A good friend of mine sent me one of those emails that gets sent to everybody. He had sent it to me and said that he could not wait to get my reactions to it. I think that question was what made me think about this more. It began with a marvelous, warm, tender story about love, friendship, hope, and compassion. It was a delightful story. I was charmed to tears by the tenderness of the story. I was most grateful to him for sending me the story.
But then came the second part. It was a long list of instructions of things I was supposed to do if the story had moved me. I was supposed to immediately send it to ten of my best friends. If I did not send it, I was being ashamed of God and afraid to bear witness in pubic. I cannot here remember all the instructions that were suggested, but I did not do any of them.
So I thought about my reactions to that email. I realized I did not like being manipulated. I did not like being told what I had to do with a gift.
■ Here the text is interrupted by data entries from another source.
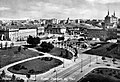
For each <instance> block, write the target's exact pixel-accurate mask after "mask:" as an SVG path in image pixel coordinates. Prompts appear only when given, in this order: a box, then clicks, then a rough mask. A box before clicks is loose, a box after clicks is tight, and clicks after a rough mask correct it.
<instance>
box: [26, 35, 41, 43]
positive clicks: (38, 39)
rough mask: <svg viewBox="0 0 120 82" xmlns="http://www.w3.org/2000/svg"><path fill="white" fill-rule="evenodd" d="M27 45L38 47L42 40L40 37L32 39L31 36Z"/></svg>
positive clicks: (34, 37) (27, 39)
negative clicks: (27, 44)
mask: <svg viewBox="0 0 120 82" xmlns="http://www.w3.org/2000/svg"><path fill="white" fill-rule="evenodd" d="M27 43H28V44H32V45H37V44H39V43H40V38H39V37H34V38H33V37H32V36H30V35H29V37H28V38H27Z"/></svg>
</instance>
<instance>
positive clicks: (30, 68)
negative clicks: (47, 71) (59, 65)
mask: <svg viewBox="0 0 120 82" xmlns="http://www.w3.org/2000/svg"><path fill="white" fill-rule="evenodd" d="M62 63H63V62H62V61H60V60H58V59H55V58H52V57H41V58H37V59H33V60H30V61H27V62H23V63H20V64H17V65H14V66H11V67H9V68H8V71H10V72H12V73H14V74H22V75H26V74H30V75H34V74H42V73H45V72H47V71H49V70H50V69H51V68H54V67H57V66H59V65H61V64H62Z"/></svg>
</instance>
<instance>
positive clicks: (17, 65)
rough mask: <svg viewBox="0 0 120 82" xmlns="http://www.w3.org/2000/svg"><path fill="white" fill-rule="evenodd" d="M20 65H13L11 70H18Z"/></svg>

The story was a great gift from my friend, but it was not really a gift, because, he, or the first sender, felt enough in charge of the gift to be able to tell me what to do with it. If it were truly a gift, then I could do whatever I wanted to do with it. But it was gift in disguise. It was really a trap. The email was sent to push me into a corner and make me feel guilty if I did not send it on and to make me ashamed or proud of myself if I did send it on.
Unfortunately for all of us in the Christian community too much of our efforts to share the great story of God's love is given in the same way that the email is given. When we talk about God's gift of grace, we try to use that as the means to make people do certain things. Give more, vote in certain ways, no dancing, believe certain things. I loved the story, but I will refuse to let the one who gives it to me tell me how to react to grace. That is it. That is why I do not like those emails.